Il topolino partorirà una montagna?

Dopo la prima dello spettacolo Sul concetto di volto nel figlio di Dio, di Romeo Castellucci, nella platea del Franco Parenti si sono susseguiti interventi di alto profilo: la distruzione del volto, topos fondamentale dell’iconografia occidentale; l’interrogativo sul silenzio di Dio ad Auschwitz; il peccato di Giobbe; la differenza fra il concetto di “figlio di Dio e “figlio dell’uomo”; ma anche evocazioni di esperienze personali, dolorosamente consonanti con quanto si era visto sulla scena.

Ma a nessuno, laico, religioso, credente, agnostico che fosse, riusciva di individuare quell’offesa ai valori cristiani, oggetto da giorni di confuse polemiche, interpellanze, allarmate prese di posizione. Tuttavia, proprio a causa di queste, il tratto di via Pier Lombardo ove il teatro è ubicato era stato bloccato dalla polizia e dai carabinieri che, in tenuta antisommossa, consentivano l’accesso solo a chi esibisse il biglietto d’ingresso. Mentre in piazza Libia, poco distante, un prete lefebvriano celebrava una messa di riparazione e un gruppo di devote (per l’occasione, sostengono i maligni, cammellate dal Veneto,) snocciolavano rosari.

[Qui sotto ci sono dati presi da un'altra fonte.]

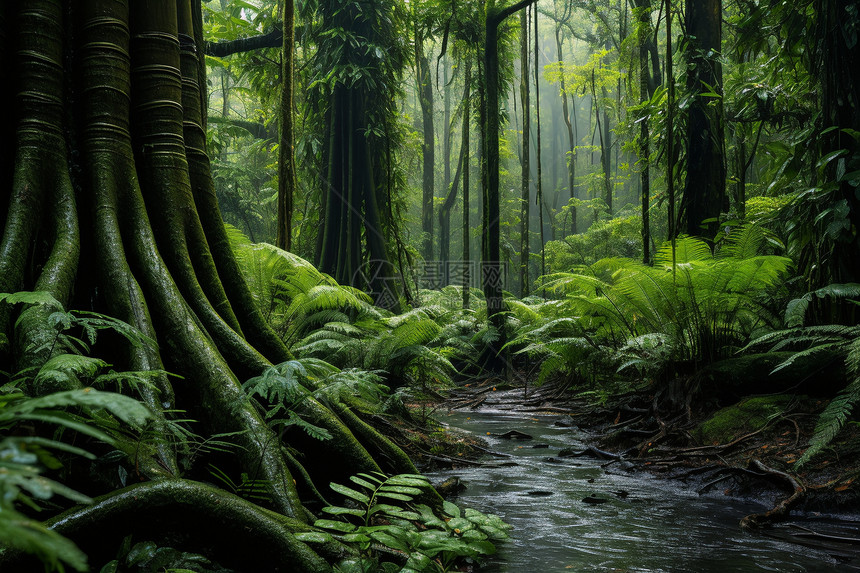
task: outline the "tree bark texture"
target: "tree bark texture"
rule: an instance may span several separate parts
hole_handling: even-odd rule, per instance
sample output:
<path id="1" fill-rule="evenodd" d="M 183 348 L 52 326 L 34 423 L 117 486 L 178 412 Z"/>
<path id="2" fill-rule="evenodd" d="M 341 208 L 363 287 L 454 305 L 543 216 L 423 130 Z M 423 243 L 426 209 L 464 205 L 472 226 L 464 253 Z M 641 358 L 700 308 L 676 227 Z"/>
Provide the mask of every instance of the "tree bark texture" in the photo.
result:
<path id="1" fill-rule="evenodd" d="M 418 79 L 418 100 L 421 103 L 421 125 L 424 131 L 424 144 L 421 148 L 423 158 L 423 178 L 421 195 L 421 232 L 423 247 L 421 254 L 425 261 L 433 259 L 433 195 L 436 169 L 436 132 L 433 125 L 433 82 L 430 76 L 430 63 L 424 53 L 423 38 L 415 38 L 415 71 Z"/>
<path id="2" fill-rule="evenodd" d="M 521 0 L 505 8 L 498 8 L 494 0 L 487 5 L 487 20 L 484 36 L 484 90 L 486 100 L 483 107 L 483 255 L 481 282 L 487 300 L 487 316 L 490 324 L 499 333 L 499 339 L 488 345 L 487 364 L 491 369 L 501 370 L 505 365 L 501 359 L 504 346 L 504 315 L 502 301 L 502 257 L 499 244 L 501 220 L 499 218 L 499 25 L 512 14 L 534 4 L 536 0 Z"/>
<path id="3" fill-rule="evenodd" d="M 281 121 L 278 134 L 278 247 L 289 251 L 293 236 L 293 203 L 296 188 L 296 155 L 293 150 L 293 64 L 295 4 L 284 1 L 281 50 Z"/>
<path id="4" fill-rule="evenodd" d="M 175 387 L 161 376 L 140 389 L 162 437 L 151 451 L 134 453 L 135 479 L 206 475 L 205 468 L 177 464 L 178 446 L 163 430 L 171 411 L 184 409 L 200 421 L 199 431 L 234 433 L 230 463 L 265 481 L 272 509 L 302 522 L 302 476 L 327 483 L 414 466 L 345 406 L 314 398 L 300 413 L 333 439 L 279 437 L 241 388 L 241 380 L 290 354 L 255 307 L 218 210 L 203 127 L 202 21 L 193 4 L 28 0 L 0 7 L 0 40 L 8 37 L 16 49 L 8 78 L 14 87 L 5 90 L 14 94 L 6 103 L 16 121 L 3 127 L 10 160 L 0 163 L 9 182 L 9 192 L 0 192 L 0 292 L 47 291 L 67 307 L 123 320 L 157 344 L 116 341 L 118 369 L 182 375 Z M 8 52 L 0 50 L 0 58 L 8 62 Z M 365 166 L 353 177 L 370 184 L 366 151 L 350 149 L 355 164 Z M 0 315 L 0 369 L 22 370 L 52 356 L 40 343 L 56 335 L 47 312 L 32 306 Z M 25 387 L 31 394 L 57 389 L 65 388 Z M 284 446 L 304 450 L 302 463 Z M 182 499 L 169 497 L 180 490 L 161 490 L 159 503 L 181 506 Z M 204 513 L 219 503 L 199 499 L 214 504 L 200 507 Z M 268 511 L 246 517 L 266 527 Z M 86 509 L 70 516 L 80 512 Z M 86 528 L 77 535 L 85 537 Z M 313 554 L 295 543 L 299 553 Z"/>
<path id="5" fill-rule="evenodd" d="M 521 296 L 529 295 L 529 208 L 531 207 L 531 104 L 529 102 L 529 11 L 520 12 L 520 102 L 523 113 L 522 197 L 520 198 Z"/>
<path id="6" fill-rule="evenodd" d="M 718 56 L 722 38 L 722 0 L 687 0 L 687 90 L 692 100 L 687 116 L 687 181 L 681 209 L 687 234 L 712 239 L 726 204 L 723 74 Z M 709 221 L 705 223 L 705 221 Z"/>

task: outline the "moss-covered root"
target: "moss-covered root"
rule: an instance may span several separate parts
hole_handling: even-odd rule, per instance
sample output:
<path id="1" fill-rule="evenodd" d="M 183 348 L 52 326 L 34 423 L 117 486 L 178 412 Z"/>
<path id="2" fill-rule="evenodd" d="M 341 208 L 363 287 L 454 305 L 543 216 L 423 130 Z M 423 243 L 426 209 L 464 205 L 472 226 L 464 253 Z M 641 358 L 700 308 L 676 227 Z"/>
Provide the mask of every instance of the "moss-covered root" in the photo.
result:
<path id="1" fill-rule="evenodd" d="M 296 539 L 294 534 L 308 531 L 307 525 L 189 480 L 133 485 L 46 523 L 94 560 L 100 554 L 113 556 L 129 524 L 136 538 L 155 536 L 166 544 L 211 552 L 223 565 L 243 571 L 331 571 L 325 559 Z"/>
<path id="2" fill-rule="evenodd" d="M 418 473 L 418 469 L 406 455 L 406 452 L 359 418 L 348 406 L 337 403 L 333 409 L 367 451 L 382 457 L 385 466 L 383 469 L 394 474 Z"/>

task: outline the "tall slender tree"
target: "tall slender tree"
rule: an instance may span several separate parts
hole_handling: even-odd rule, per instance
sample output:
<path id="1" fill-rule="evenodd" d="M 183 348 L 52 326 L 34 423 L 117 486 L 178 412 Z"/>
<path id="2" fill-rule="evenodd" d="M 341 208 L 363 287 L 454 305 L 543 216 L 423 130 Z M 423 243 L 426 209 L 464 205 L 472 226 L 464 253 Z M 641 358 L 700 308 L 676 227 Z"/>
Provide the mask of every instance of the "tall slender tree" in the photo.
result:
<path id="1" fill-rule="evenodd" d="M 277 244 L 289 251 L 293 237 L 293 203 L 296 188 L 296 154 L 293 150 L 293 64 L 295 4 L 284 0 L 281 50 L 281 112 L 278 132 L 278 236 Z"/>
<path id="2" fill-rule="evenodd" d="M 523 150 L 520 198 L 520 293 L 529 294 L 529 207 L 531 206 L 531 103 L 529 102 L 529 11 L 520 12 L 520 107 L 523 114 Z"/>
<path id="3" fill-rule="evenodd" d="M 484 35 L 484 90 L 486 101 L 483 111 L 484 157 L 482 179 L 484 186 L 483 249 L 481 271 L 484 297 L 487 300 L 487 316 L 490 324 L 499 333 L 495 343 L 487 349 L 485 363 L 494 370 L 504 368 L 501 349 L 504 346 L 502 315 L 502 257 L 500 249 L 499 217 L 499 25 L 508 16 L 533 4 L 536 0 L 520 0 L 510 6 L 499 7 L 496 0 L 486 2 L 486 24 Z"/>
<path id="4" fill-rule="evenodd" d="M 417 5 L 417 4 L 416 4 Z M 417 8 L 416 8 L 417 11 Z M 421 232 L 424 260 L 433 259 L 433 197 L 436 170 L 436 131 L 433 124 L 433 79 L 430 62 L 424 53 L 423 24 L 415 17 L 415 78 L 418 82 L 418 101 L 421 104 L 421 126 L 424 143 L 421 147 L 423 165 L 421 194 Z"/>

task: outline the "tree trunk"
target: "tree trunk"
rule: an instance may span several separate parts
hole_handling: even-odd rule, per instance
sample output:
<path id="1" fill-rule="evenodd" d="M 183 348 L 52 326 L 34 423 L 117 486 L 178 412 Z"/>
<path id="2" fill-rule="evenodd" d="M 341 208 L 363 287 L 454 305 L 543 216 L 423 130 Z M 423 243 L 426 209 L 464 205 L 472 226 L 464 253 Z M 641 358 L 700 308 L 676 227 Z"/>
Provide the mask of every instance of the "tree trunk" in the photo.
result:
<path id="1" fill-rule="evenodd" d="M 484 187 L 483 236 L 485 248 L 481 264 L 481 283 L 487 300 L 487 318 L 499 333 L 499 338 L 488 345 L 484 364 L 493 371 L 503 370 L 504 315 L 502 314 L 502 257 L 500 252 L 499 218 L 499 25 L 508 16 L 522 10 L 536 0 L 521 0 L 506 8 L 497 8 L 495 0 L 487 5 L 487 21 L 484 36 L 484 89 L 486 102 L 483 106 L 485 125 L 483 179 Z"/>
<path id="2" fill-rule="evenodd" d="M 271 531 L 270 509 L 220 505 L 206 486 L 176 479 L 184 471 L 207 475 L 205 468 L 178 464 L 177 446 L 167 441 L 166 421 L 177 408 L 201 422 L 197 431 L 233 436 L 237 448 L 225 454 L 224 463 L 233 464 L 226 467 L 266 483 L 270 507 L 295 527 L 307 519 L 293 480 L 303 485 L 302 465 L 312 470 L 311 479 L 340 481 L 380 469 L 379 453 L 382 469 L 413 471 L 396 446 L 345 406 L 330 409 L 313 398 L 300 414 L 333 439 L 305 447 L 305 438 L 287 433 L 284 442 L 241 388 L 240 380 L 290 354 L 254 305 L 218 210 L 203 128 L 202 22 L 192 0 L 4 3 L 0 27 L 0 37 L 14 36 L 18 46 L 16 72 L 8 78 L 15 86 L 8 102 L 17 119 L 8 142 L 14 161 L 0 164 L 0 177 L 12 182 L 0 211 L 0 292 L 43 290 L 64 304 L 121 319 L 157 345 L 114 341 L 117 369 L 168 369 L 183 377 L 175 398 L 166 376 L 139 388 L 157 419 L 157 437 L 151 452 L 128 460 L 138 472 L 134 479 L 171 484 L 158 490 L 157 503 L 178 513 L 193 490 L 200 514 L 241 510 L 242 520 L 224 527 Z M 40 344 L 56 335 L 47 312 L 32 306 L 17 317 L 0 316 L 0 369 L 51 357 Z M 32 382 L 29 393 L 57 389 Z M 304 449 L 302 465 L 286 446 Z M 151 509 L 148 494 L 103 493 L 100 503 L 126 522 Z M 78 508 L 64 517 L 79 524 L 69 527 L 69 536 L 87 538 L 88 515 Z M 118 545 L 128 532 L 109 533 L 99 542 Z M 280 547 L 295 561 L 284 558 L 279 567 L 330 569 L 295 539 Z"/>
<path id="3" fill-rule="evenodd" d="M 471 286 L 472 257 L 469 249 L 471 235 L 470 205 L 469 205 L 469 179 L 471 178 L 470 157 L 470 127 L 472 124 L 471 90 L 472 90 L 472 59 L 466 55 L 466 73 L 464 79 L 466 87 L 463 94 L 463 308 L 469 308 L 469 288 Z"/>
<path id="4" fill-rule="evenodd" d="M 567 156 L 567 189 L 568 189 L 568 199 L 576 199 L 576 139 L 573 134 L 573 123 L 576 121 L 576 118 L 573 118 L 571 121 L 570 110 L 573 107 L 568 106 L 567 104 L 567 90 L 564 86 L 564 51 L 562 50 L 562 36 L 561 36 L 561 22 L 558 22 L 555 27 L 555 47 L 558 51 L 558 61 L 560 64 L 559 71 L 561 72 L 559 77 L 561 79 L 561 109 L 564 114 L 564 125 L 567 127 L 567 144 L 568 144 L 568 156 Z M 573 94 L 571 94 L 571 100 L 573 100 Z M 568 205 L 570 205 L 570 234 L 576 235 L 576 206 L 571 205 L 570 201 L 568 201 Z M 564 235 L 564 231 L 562 231 L 562 235 Z"/>
<path id="5" fill-rule="evenodd" d="M 645 103 L 651 95 L 651 74 L 648 67 L 651 39 L 651 0 L 637 0 L 639 11 L 639 101 Z M 639 196 L 642 205 L 642 262 L 651 264 L 651 135 L 648 117 L 639 121 Z"/>
<path id="6" fill-rule="evenodd" d="M 520 12 L 520 102 L 523 113 L 520 199 L 520 296 L 529 294 L 529 207 L 531 206 L 531 104 L 529 103 L 529 11 Z"/>
<path id="7" fill-rule="evenodd" d="M 687 89 L 692 99 L 687 118 L 687 182 L 681 209 L 687 234 L 712 239 L 726 203 L 723 78 L 717 55 L 721 51 L 722 0 L 687 0 Z M 705 223 L 705 221 L 708 221 Z"/>
<path id="8" fill-rule="evenodd" d="M 534 12 L 534 40 L 535 40 L 535 123 L 537 124 L 537 141 L 535 142 L 535 150 L 537 157 L 537 197 L 536 203 L 538 208 L 538 223 L 540 225 L 540 274 L 541 276 L 546 274 L 546 252 L 544 252 L 544 247 L 546 246 L 546 237 L 545 230 L 543 224 L 543 215 L 544 215 L 544 200 L 543 200 L 543 173 L 542 173 L 542 165 L 541 165 L 541 132 L 540 132 L 540 46 L 538 45 L 538 11 L 537 7 L 533 6 L 532 11 Z M 527 277 L 528 278 L 528 277 Z M 544 294 L 546 294 L 546 290 L 544 290 Z"/>
<path id="9" fill-rule="evenodd" d="M 433 83 L 430 79 L 430 63 L 424 54 L 423 38 L 415 37 L 415 71 L 418 80 L 418 101 L 421 103 L 421 118 L 424 129 L 423 185 L 421 195 L 421 232 L 425 261 L 433 260 L 433 185 L 435 178 L 436 134 L 433 127 Z"/>
<path id="10" fill-rule="evenodd" d="M 821 155 L 845 149 L 838 159 L 828 165 L 828 178 L 835 181 L 838 190 L 835 201 L 847 203 L 850 232 L 842 241 L 835 242 L 831 262 L 835 268 L 834 282 L 860 281 L 860 197 L 854 179 L 844 174 L 860 169 L 860 142 L 856 135 L 843 130 L 860 131 L 860 79 L 856 70 L 860 66 L 860 44 L 857 29 L 860 16 L 857 2 L 852 0 L 817 0 L 817 36 L 821 47 L 821 103 L 823 127 L 839 128 L 822 137 Z M 843 176 L 840 177 L 840 174 Z M 856 179 L 856 178 L 855 178 Z M 854 315 L 856 316 L 856 314 Z M 856 319 L 854 319 L 856 321 Z"/>
<path id="11" fill-rule="evenodd" d="M 295 4 L 284 0 L 284 44 L 281 51 L 281 118 L 278 137 L 278 247 L 292 249 L 296 156 L 293 150 L 293 44 Z"/>

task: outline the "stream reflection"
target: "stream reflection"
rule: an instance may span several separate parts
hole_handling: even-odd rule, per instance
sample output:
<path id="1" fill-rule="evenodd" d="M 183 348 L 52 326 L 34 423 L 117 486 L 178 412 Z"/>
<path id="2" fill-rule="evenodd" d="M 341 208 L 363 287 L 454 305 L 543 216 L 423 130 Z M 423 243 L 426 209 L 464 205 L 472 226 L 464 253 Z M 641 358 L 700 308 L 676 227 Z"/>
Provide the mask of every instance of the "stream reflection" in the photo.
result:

Una situazione quasi surreale che, sommata alla canea orchestrata da minoranze integraliste, da gruppi politici proclamatisi – non si sa a quale titolo – paladini dei valori cristiani, e alle minacce scopertamente antisemite rivolte ad Andrée Ruth Shammah, direttore artistico del Franco Parenti, dava il segno inquietante di un’eclisse di valori civili fondamentali e – qui sì – di una profonda offesa alla dignità, non solo di una benemerita istituzione teatrale, ma anche alle tradizioni illuministiche di Milano.

Tutto ciò rende difficile esprimere sullo spettacolo un parere critico sereno, cui tuttavia, non mi voglio sottrarre.
Confesso che non mi trovo sempre in sintonia con le scelte della compagnia “Raffaello Sanzio”. Mi sono spesso domandato come il gruppo che ha creato Buchettino (una delle cose teatrali più belle destinate all’infanzia, una sinfonia di suoni e rumori, riproposta di recente da Radio3), sia lo stesso che ha esposto sul palcoscenico di un suo spettacolo, nel ’98, una ragazza anoressica, morta alla vigilia di una replica. Sono provocazioni che lascerei a Oliviero Toscani.

Romeo Castellucci afferma che lo spettacolo è una riflessione sul quarto comandamento: “Onora il padre e la madre”. Ma a me è venuta in mente un’altra, diversamente suggestiva, commovente immagine di amore filiale: l’icona della Carità romana, ripresa da decine e decine di pittori (una donna che nutre col latte del suo seno il padre, imprigionato e condannato a morire di fame).

L’impatto emotivo dello spettacolo è forte, ma non mi sembra aggiungere nulla a quanto tanti di noi hanno elaborato, dolorosamente, di fronte al degrado fisico di una persona cara, allo sfaldamento della sua identità, alla distruzione della sua dignità; che sono poi segni premonitori della nostra propria morte. Né riesco a cogliere, malgrado l’incombente, quasi ipnotica immagine del Salvator Mundi di Antonello da Messina sul fondale, una convincente istanza religiosa, che il finale ad effetto declama, ma non incarna; né una catarsi che elevi il contingente (i reiterati scarichi di dissenteria) ad una dimensione universale. Poco comprensibile poi, sul piano stilistico, il virare dell’esasperato iperrealismo, perseguito ossessivamente in tempo reale nei primi quaranta minuti, nel gesto, puramente simbolico, con cui l’anziano lorda volontariamente il suo letto, versandovi da una tanica un liquido marrone.

Al di là delle intenzioni puntigliosamente dichiarate da Castellucci, il lavoro non mi sembra riuscito. Ma l’occasione ha fatto sì che l’intellighenzia milanese, che da troppo tempo appariva quasi rassegnata all’arroganza, alla manipolazione da parte del potere, si riunisse in un teatro, luogo deputato a dar voce a idee e passioni, per affermare, forte e chiaro, alcuni principi di civiltà.
Sarebbe bello, se ciò segnasse l’inizio di una nuova stagione.